Javascript / TensorFlow JS, current release: 1.0.0 build 2022-07-20
JS AI Body Tracker (tracker.js)
is a javascript library that implements machine learning-based models for human pose estimation and human movement analysis. Library is written in javascript, it doesn't require node.js. It supports 3 different models for detecting the human pose on the video: MoveNet
, PoseNet
and BlazePose
. Library offers real-time video analysis from three different video sources: web/smartphone camera, video files (mp4, mkv, avi, webm) and online streaming (IPTV/m3u8).
- easy to implement in your own JS application
- works in real-time directly in browser
- works with multiple video sources: web camera, video files (mp4, mkv, avi, webm), online stream (IPTV/m3u8)
- 3 different neural network models:
MoveNet
,PoseNet
,BlazePose
- real-time 3D mapping (BlazePose)
- can be easily extended with events / hooks
- only one file, for direct import in your own application, no node.js required
- uses
TensorFlow JS
,ScatterGL
andvideoJS
libraries
Real-time human pose estimation on MP4 video:
Real-time human pose estimation on IPTV/m3u8 online stream:
A demo of a real-time working sample application using the library is here:
There are 3 input video sources available in the demo application: webcamera, video file and IPTV/m3u8 stream. The entire process of image analysis takes place in real-time.
// javascript
tracker.setModel('MoveNetSinglePoseLightning'); // define model to use
tracker.elCanvas = '#canvas'; // define HTML canvas container
tracker.elVideo = '#video'; // define HTML video container
tracker.el3D = '#view_3d'; // define HTML container for 3D view
tracker.run('camera'); // run
The repository includes a sample application illustrating the operation and use of the library.
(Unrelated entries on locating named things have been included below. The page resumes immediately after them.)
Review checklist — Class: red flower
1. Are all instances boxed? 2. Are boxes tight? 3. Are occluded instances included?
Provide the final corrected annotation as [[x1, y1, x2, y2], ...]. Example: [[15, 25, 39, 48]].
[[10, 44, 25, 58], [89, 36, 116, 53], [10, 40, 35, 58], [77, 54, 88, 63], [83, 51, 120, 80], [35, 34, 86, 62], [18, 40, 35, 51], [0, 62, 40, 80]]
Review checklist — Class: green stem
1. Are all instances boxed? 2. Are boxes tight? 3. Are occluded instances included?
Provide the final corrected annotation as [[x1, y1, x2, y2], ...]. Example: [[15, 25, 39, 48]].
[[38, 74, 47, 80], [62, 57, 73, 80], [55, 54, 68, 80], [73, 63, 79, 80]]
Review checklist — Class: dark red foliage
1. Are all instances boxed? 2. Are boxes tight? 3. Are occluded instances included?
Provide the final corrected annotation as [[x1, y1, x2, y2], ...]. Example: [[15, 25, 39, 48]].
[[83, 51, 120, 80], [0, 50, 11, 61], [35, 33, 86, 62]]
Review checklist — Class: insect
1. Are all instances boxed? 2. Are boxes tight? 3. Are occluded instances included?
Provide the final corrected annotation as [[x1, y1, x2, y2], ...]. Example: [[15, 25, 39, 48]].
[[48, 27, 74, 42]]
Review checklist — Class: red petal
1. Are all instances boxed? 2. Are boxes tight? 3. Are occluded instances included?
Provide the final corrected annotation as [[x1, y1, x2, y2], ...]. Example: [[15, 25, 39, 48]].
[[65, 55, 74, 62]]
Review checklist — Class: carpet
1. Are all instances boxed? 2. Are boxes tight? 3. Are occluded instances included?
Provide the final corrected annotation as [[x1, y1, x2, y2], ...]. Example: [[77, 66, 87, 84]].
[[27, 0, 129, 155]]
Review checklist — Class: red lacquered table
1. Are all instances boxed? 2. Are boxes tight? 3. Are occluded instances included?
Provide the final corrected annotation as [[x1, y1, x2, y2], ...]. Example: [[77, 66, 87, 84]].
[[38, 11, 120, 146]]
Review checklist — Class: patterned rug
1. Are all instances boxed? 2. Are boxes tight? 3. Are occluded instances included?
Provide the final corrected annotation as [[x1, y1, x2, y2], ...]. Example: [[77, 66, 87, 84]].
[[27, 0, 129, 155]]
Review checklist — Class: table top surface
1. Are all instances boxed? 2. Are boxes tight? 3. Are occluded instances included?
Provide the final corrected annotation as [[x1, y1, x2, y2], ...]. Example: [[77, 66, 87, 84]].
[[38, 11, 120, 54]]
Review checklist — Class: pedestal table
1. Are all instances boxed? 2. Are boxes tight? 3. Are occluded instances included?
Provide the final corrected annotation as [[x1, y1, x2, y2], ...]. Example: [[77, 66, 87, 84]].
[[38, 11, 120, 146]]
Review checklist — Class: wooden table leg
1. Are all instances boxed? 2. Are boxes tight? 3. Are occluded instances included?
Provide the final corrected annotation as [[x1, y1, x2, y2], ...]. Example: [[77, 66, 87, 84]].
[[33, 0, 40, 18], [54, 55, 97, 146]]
First, you need to define two HTML elements: video and canvas:
<canvas id="canvas" width="500" height="500"></canvas>
<video id="video" width="500" height="500">
<source src="">
</video>
Then you need to import the library and configure it:
<script src="./js/tracker.js"></script>
<script>
tracker.setModel('MoveNetSinglePoseLightning');
tracker.elCanvas = '#canvas';
tracker.elVideo = '#video';
tracker.run('camera');
</script>
1) VIDEO INPUT: webcam / smartphone camera
<!DOCTYPE html>
<html>
<head>
</head>
<body>
<div class="container">
<canvas id="canvas" width="500" height="500"></canvas>
<video id="video" width="500" height="500" style="display:none">
<source src="">
</video>
</div>
<!-- Load Tensor Flow -->
<script src="https://cdn.jsdelivr.net/npm/@tensorflow/tfjs-core"></script>
<script src="https://cdn.jsdelivr.net/npm/@tensorflow/tfjs-converter"></script>
<script src="https://cdn.jsdelivr.net/npm/@tensorflow/tfjs-backend-webgl"></script>
<script src="https://cdn.jsdelivr.net/npm/@tensorflow-models/pose-detection"></script>
<!-- Load three.js -->
<script src="https://cdnjs.cloudflare.com/ajax/libs/three.js/r134/three.min.js"></script>
<!-- Load scatter-gl.js -->
<script src="https://cdn.jsdelivr.net/npm/scatter-gl@0.0.13/lib/scatter-gl.min.js"></script>
<!-- Load tracker.js -->
<script src="./js/tracker.js"></script>
<script>
tracker.setModel('MoveNetSinglePoseLightning');
tracker.elCanvas = '#canvas';
tracker.elVideo = '#video';
tracker.run('camera');
</script>
</body>
</html>
The above code activates the camera and initializes the model detecting the human pose, and then displays the points detected on the video from camera on the canvas element in real-time, superimposing them on the input from webcamera.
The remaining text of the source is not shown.